The Hogfather of the title is the Discworld analogue of Father Christmas - a connection made more obvious on the original Josh Kirby cover - but the principal protagonist is, as depicted on the new cover, Susan Sto-Helit, nobility, governess and granddaughter of Death. The Hogfather has disappeared, and Death is attempting to sustain belief, delivering presents in a red robe and fake beard. At the same time, new anthropomorphisations are appearing, from the Verucca Gnome to the 'oh god' of hangovers. Susan is drawn into this, despite her avowed desire to be normal. (Being Death's granddaughter has some inheritance "in the bones", if not in the blood.)

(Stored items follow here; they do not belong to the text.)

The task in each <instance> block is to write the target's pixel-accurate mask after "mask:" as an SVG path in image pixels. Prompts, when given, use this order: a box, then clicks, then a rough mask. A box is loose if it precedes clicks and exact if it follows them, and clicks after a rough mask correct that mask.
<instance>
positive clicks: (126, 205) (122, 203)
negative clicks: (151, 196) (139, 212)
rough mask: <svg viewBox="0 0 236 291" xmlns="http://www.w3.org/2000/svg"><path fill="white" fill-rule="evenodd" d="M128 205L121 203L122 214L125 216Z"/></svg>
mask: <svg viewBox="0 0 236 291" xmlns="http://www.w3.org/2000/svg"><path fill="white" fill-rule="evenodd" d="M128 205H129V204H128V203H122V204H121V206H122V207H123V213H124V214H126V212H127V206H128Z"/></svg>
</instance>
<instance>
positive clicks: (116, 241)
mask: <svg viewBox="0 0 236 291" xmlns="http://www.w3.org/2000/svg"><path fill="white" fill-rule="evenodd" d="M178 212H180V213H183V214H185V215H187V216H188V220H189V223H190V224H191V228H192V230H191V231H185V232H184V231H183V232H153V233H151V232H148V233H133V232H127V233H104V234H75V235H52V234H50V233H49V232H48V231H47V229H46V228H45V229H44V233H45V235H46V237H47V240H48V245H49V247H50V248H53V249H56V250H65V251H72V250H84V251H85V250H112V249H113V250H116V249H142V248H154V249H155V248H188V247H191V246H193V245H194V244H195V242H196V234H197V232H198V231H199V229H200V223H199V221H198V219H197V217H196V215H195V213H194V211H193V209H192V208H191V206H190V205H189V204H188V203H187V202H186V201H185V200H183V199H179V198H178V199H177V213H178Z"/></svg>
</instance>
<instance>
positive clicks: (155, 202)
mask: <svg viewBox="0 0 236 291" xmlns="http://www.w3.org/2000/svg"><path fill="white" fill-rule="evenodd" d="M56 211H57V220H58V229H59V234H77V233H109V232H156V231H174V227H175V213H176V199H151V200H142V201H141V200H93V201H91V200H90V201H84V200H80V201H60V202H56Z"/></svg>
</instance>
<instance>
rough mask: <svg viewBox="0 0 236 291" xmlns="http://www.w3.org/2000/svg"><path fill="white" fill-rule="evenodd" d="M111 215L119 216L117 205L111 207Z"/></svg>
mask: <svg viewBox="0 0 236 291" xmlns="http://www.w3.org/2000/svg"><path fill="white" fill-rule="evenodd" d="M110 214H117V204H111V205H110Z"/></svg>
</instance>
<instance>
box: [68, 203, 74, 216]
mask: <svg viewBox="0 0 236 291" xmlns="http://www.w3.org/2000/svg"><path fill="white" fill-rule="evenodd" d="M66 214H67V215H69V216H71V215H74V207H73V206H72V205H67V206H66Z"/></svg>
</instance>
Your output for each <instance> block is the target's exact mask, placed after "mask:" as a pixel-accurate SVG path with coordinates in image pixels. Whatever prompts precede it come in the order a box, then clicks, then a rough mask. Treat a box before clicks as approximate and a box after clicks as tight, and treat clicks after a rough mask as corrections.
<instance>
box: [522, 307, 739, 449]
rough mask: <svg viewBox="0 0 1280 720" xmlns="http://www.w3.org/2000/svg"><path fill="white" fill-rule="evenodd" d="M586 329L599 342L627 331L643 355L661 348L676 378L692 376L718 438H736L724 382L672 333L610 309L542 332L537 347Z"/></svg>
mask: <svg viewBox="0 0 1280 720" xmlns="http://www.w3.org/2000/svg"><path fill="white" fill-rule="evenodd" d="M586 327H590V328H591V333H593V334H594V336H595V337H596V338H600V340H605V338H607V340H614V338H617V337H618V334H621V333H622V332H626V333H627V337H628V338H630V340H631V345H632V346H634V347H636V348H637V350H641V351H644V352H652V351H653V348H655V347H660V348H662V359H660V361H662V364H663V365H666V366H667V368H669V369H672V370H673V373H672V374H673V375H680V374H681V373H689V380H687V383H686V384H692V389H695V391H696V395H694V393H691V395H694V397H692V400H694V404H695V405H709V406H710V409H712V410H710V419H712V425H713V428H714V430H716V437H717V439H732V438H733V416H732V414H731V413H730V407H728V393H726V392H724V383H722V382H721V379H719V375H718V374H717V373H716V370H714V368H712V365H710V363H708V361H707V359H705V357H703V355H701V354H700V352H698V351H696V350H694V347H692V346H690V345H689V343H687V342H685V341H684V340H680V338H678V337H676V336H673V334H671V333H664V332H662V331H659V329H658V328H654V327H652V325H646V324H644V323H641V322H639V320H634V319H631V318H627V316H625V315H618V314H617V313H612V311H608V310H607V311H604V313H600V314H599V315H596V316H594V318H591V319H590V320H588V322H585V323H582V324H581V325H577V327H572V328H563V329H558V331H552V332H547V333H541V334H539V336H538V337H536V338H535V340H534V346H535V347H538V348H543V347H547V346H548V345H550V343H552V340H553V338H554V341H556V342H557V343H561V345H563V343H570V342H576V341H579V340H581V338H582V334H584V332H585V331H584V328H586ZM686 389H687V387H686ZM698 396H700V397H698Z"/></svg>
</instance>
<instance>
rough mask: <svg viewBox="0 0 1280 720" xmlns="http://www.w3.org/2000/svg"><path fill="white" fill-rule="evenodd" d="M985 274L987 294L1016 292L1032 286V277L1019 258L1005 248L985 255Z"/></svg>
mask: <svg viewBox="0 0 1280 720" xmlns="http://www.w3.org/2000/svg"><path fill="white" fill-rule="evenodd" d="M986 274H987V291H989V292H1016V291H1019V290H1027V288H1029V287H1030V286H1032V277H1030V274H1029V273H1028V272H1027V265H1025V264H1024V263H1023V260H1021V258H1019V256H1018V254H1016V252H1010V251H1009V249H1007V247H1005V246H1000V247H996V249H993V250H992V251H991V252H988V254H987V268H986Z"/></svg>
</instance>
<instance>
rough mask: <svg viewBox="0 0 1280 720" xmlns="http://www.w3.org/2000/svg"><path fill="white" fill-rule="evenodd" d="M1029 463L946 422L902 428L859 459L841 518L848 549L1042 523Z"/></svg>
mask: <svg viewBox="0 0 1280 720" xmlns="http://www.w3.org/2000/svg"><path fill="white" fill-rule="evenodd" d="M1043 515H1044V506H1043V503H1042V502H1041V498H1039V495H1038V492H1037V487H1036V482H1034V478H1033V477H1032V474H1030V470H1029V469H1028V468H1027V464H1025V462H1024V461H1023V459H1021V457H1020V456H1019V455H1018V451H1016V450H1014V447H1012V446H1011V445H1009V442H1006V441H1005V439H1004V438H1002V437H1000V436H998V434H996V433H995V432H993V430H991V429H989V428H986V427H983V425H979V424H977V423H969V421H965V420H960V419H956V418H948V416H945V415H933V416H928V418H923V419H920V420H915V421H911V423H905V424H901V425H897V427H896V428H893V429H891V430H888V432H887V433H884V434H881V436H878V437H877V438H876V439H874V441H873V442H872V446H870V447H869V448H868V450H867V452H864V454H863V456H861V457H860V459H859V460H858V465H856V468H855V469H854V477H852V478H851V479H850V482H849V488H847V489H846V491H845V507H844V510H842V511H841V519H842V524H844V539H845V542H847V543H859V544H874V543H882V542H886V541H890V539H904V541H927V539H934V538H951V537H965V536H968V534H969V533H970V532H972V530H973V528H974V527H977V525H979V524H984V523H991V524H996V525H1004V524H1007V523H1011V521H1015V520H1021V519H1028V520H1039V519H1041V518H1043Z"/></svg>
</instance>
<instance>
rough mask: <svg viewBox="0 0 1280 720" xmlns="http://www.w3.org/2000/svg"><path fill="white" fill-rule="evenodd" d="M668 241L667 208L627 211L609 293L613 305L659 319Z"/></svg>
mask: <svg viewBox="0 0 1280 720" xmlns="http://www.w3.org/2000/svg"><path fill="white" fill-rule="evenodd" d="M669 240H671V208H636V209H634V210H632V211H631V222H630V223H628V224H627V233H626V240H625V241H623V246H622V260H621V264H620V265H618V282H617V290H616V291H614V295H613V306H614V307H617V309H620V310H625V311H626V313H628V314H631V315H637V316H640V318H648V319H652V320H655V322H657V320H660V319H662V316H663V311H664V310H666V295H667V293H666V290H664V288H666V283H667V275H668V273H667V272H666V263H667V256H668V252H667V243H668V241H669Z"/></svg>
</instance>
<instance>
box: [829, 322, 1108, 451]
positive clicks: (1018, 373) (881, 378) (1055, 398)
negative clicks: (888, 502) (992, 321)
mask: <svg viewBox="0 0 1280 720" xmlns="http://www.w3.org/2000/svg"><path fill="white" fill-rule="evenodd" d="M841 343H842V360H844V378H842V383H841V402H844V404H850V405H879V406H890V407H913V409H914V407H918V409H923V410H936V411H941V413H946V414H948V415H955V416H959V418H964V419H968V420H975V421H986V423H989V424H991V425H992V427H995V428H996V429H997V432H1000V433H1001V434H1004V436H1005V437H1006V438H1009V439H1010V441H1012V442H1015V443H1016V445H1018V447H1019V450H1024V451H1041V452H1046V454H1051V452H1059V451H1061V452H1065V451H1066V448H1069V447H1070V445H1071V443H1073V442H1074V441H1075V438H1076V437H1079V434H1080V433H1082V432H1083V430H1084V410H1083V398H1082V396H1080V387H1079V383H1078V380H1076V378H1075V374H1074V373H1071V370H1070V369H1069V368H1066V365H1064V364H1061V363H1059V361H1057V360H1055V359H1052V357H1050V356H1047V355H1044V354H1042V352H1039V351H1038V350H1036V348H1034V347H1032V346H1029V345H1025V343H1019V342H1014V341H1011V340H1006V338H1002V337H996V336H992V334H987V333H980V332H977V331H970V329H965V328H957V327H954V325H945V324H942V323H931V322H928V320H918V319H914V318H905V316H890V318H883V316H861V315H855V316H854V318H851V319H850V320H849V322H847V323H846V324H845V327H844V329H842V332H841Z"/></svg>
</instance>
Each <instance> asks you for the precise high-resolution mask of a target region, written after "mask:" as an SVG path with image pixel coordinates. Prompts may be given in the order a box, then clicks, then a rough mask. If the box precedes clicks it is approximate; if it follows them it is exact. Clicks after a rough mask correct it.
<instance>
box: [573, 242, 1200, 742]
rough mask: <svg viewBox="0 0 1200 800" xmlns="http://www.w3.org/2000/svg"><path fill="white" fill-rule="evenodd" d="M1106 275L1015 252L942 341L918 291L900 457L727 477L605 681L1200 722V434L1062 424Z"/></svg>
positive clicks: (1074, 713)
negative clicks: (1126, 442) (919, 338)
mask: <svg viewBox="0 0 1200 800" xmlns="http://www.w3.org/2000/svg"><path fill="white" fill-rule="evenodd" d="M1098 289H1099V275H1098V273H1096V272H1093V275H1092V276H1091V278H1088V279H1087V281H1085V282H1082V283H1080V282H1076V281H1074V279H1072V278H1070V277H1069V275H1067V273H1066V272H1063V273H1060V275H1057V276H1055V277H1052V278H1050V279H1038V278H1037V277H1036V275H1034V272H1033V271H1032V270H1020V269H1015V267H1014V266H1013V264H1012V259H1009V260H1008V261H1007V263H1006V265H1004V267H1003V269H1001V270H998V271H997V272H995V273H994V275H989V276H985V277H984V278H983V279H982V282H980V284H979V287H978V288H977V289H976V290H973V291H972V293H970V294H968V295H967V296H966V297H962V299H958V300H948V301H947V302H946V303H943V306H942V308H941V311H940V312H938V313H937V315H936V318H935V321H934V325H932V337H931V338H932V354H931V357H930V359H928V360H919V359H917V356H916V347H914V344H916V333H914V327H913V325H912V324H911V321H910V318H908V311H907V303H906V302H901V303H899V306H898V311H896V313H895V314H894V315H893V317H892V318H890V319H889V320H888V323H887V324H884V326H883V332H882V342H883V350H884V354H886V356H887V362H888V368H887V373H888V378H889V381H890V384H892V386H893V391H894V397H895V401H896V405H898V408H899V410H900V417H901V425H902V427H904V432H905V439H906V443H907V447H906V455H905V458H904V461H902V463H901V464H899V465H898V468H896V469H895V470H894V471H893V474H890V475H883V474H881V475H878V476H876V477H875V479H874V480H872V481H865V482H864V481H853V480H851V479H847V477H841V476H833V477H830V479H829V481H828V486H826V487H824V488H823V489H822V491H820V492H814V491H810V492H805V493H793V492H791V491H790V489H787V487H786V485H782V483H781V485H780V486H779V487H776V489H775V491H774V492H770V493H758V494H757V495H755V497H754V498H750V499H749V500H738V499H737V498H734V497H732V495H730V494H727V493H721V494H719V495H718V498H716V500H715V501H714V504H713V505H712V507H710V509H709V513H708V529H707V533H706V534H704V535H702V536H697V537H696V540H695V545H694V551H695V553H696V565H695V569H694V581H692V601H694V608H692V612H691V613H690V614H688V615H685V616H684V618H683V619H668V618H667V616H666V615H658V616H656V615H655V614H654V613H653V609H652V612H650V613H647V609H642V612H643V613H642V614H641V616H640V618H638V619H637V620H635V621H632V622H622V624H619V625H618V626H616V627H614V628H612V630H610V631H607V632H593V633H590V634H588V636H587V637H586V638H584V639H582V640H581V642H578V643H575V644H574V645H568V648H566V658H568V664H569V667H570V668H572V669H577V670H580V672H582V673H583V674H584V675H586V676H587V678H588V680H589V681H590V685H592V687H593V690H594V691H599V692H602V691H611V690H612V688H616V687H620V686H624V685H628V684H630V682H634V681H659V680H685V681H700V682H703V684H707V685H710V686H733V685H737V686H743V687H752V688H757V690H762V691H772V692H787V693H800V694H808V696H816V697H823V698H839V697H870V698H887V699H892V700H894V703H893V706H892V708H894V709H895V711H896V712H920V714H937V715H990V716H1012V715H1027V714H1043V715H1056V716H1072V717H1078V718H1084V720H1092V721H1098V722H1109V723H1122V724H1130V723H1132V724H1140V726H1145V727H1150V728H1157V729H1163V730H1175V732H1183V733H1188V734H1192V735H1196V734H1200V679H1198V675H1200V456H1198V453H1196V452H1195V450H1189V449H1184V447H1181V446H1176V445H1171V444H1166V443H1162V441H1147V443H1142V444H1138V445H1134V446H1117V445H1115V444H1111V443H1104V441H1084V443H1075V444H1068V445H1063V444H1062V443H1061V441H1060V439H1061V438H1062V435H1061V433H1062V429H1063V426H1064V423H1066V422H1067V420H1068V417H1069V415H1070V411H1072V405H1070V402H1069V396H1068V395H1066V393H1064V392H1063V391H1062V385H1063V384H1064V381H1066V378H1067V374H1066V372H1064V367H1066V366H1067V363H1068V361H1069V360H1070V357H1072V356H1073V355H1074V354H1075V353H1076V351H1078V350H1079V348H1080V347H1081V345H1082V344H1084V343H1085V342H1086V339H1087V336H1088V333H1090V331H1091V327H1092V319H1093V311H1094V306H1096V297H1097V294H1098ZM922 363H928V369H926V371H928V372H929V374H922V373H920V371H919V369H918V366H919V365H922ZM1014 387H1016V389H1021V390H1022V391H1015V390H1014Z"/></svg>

The reader is given a key at the beginning of the book, when shapeless beings called the Auditors commission the Guild of Assassins to kill the Hogfather. The unhinged Mr Teatime takes this job and his increasingly disconcerted henchmen form a thread of the narrative. As they don't know the mission or understand the assassin's methods, this allows the author to write a lot about what happens to them without giving much of the story away to the reader. A further thread is built up as the staff of the Unseen University rush about their campus, without progress or change, but pulling the reader's understanding of events along in their wake nevertheless.
Pratchett is a fabulist of the human experience, and there is a good portion of subtle philosophising mixed in with the laugh out loud jokes. As with all of Pratchett's best books, there is a deeper point, carefully made. In Hogfather, the Auditors, who don't want Life messing up the universe, drive the discussion on the value of belief. However, they sit oddly within the novel. Pratchett doesn't seem to have quite got beneath their non-existent skin, but these must be the beings most antithetical to the Discworld to have ever appeared in the books. He also presents the moral of the story almost too clearly near the end of the book.
Nevertheless, it is his seriousness about the underpinnings of all the worlds that makes his jokes so funny. Pratchett uses the full roundness of Discworld to good effect, building in clues for new readers without ever seeming to be going over familiar ground unnecessarily. With the huge cast built up over many books, Pratchett can return to familiar characters and old jokes, which will always be new to someone. Even so, recognition is a key component of the Discworld, a place full of the folly and self sacrifice we know from our own world, brought to the forefront to allow story to shine through. Hogfather is a good introduction for those new to Terry Pratchett, and an excellent choice for readers who haven't visited for a while.